Received-SPF: pass (google.com: domain of linux-kernel-owner@vger.kernel.org designates 2620:137:e000::1:20 as permitted sender) client-ip=2620:137:e000::1:20;
From:   =?UTF-8?q?Micka=C3=ABl=20Sala=C3=BCn?= <mic@digikod.net>
To:     Borislav Petkov <bp@alien8.de>,
        Dave Hansen <dave.hansen@linux.intel.com>,
        "H . Peter Anvin" <hpa@zytor.com>, Ingo Molnar <mingo@redhat.com>,
        Kees Cook <keescook@chromium.org>,
        Paolo Bonzini <pbonzini@redhat.com>,
        Sean Christopherson <seanjc@google.com>,
        Thomas Gleixner <tglx@linutronix.de>,
        Vitaly Kuznetsov <vkuznets@redhat.com>,
        Wanpeng Li <wanpengli@tencent.com>
Cc:     =?UTF-8?q?Micka=C3=ABl=20Sala=C3=BCn?= <mic@digikod.net>,
        Alexander Graf <graf@amazon.com>,
        Forrest Yuan Yu <yuanyu@google.com>,
        James Morris <jamorris@linux.microsoft.com>,
        John Andersen <john.s.andersen@intel.com>,
        Liran Alon <liran.alon@oracle.com>,
        "Madhavan T . Venkataraman" <madvenka@linux.microsoft.com>,
        Marian Rotariu <marian.c.rotariu@gmail.com>,
        =?UTF-8?q?Mihai=20Don=C8=9Bu?= <mdontu@bitdefender.com>,
        =?UTF-8?q?Nicu=C8=99or=20C=C3=AE=C8=9Bu?= <nicu.citu@icloud.com>,
        Rick Edgecombe <rick.p.edgecombe@intel.com>,
        Thara Gopinath <tgopinath@microsoft.com>,
        Will Deacon <will@kernel.org>,
        Zahra Tarkhani <ztarkhani@microsoft.com>,
        =?UTF-8?q?=C8=98tefan=20=C8=98icleru?= <ssicleru@bitdefender.com>,
        dev@lists.cloudhypervisor.org, kvm@vger.kernel.org,
        linux-hardening@vger.kernel.org, linux-hyperv@vger.kernel.org,
        linux-kernel@vger.kernel.org,
        linux-security-module@vger.kernel.org, qemu-devel@nongnu.org,
        virtualization@lists.linux-foundation.org, x86@kernel.org,
        xen-devel@lists.xenproject.org
Subject: [PATCH v1 9/9] virt: Add Heki KUnit tests
Date:   Fri,  5 May 2023 17:20:46 +0200
Message-Id: <20230505152046.6575-10-mic@digikod.net>
In-Reply-To: <20230505152046.6575-1-mic@digikod.net>
References: <20230505152046.6575-1-mic@digikod.net>
MIME-Version: 1.0
Content-Type: text/plain; charset=UTF-8
Content-Transfer-Encoding: 8bit
Precedence: bulk

This adds a new CONFIG_HEKI_TEST option to run tests at boot.  Indeed,
because this patch series forbids the loading of kernel modules after
the boot, we need to make built-in tests.  Furthermore, because we use
some symbols not exported to modules (e.g., kernel_set_to_readonly) this
could not work as modules.

To run these tests, we need to boot the kernel with the heki_test=N boot
argument with N selecting a specific test:
1. heki_test_cr_disable_smep: Check CR pinning and try to disable SMEP.
2. heki_test_write_to_const: Check .rodata (const) protection.
3. heki_test_write_to_ro_after_init: Check __ro_after_init protection.
4. heki_test_exec: Check non-executable kernel memory.

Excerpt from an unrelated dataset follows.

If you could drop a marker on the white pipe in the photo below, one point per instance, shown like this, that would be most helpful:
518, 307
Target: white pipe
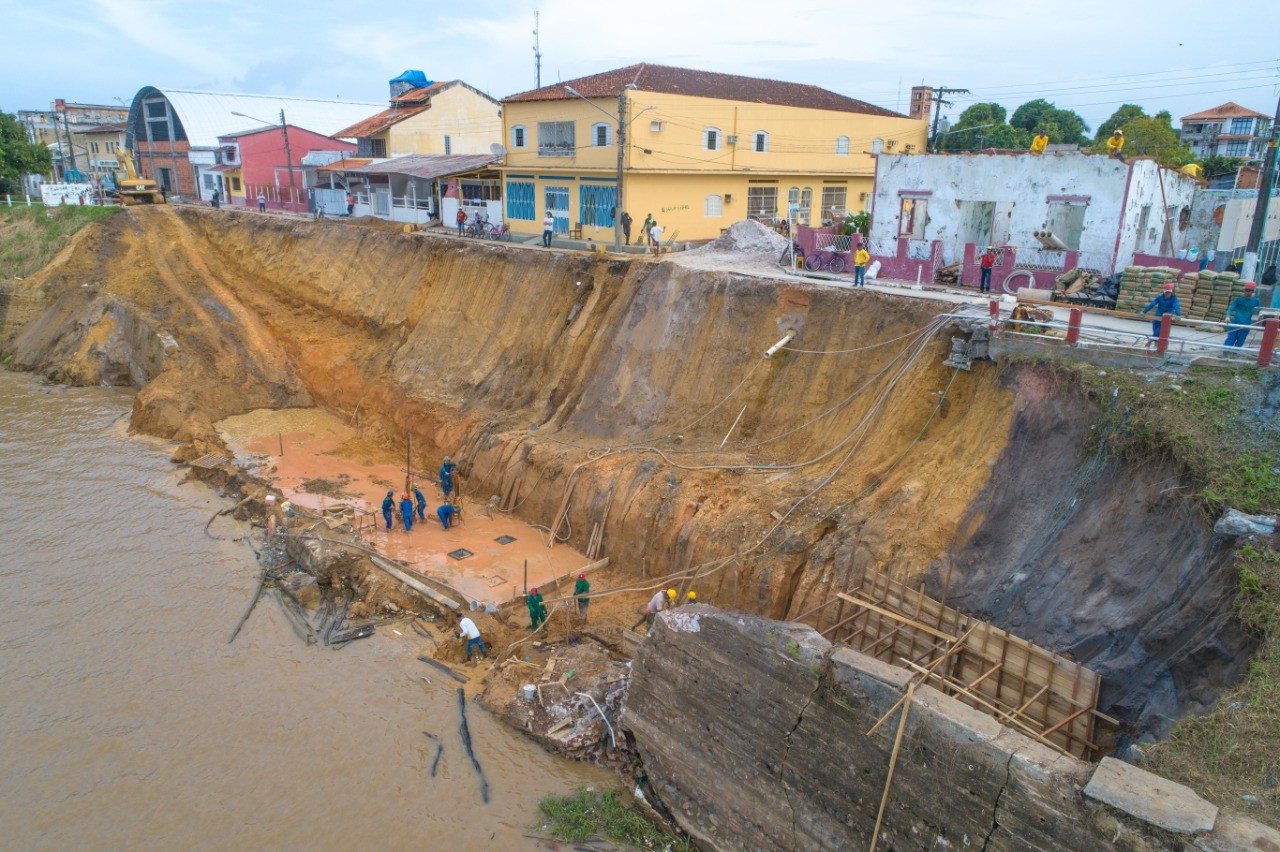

This way to select tests should not be required when the kernel will
properly handle the triggered synthetic page faults.  For now, these
page faults make the kernel loop.

All these tests temporarily disable the related kernel self-protections
and should then failed if Heki doesn't protect the kernel.  They are
verbose to make it easier to understand what is going on.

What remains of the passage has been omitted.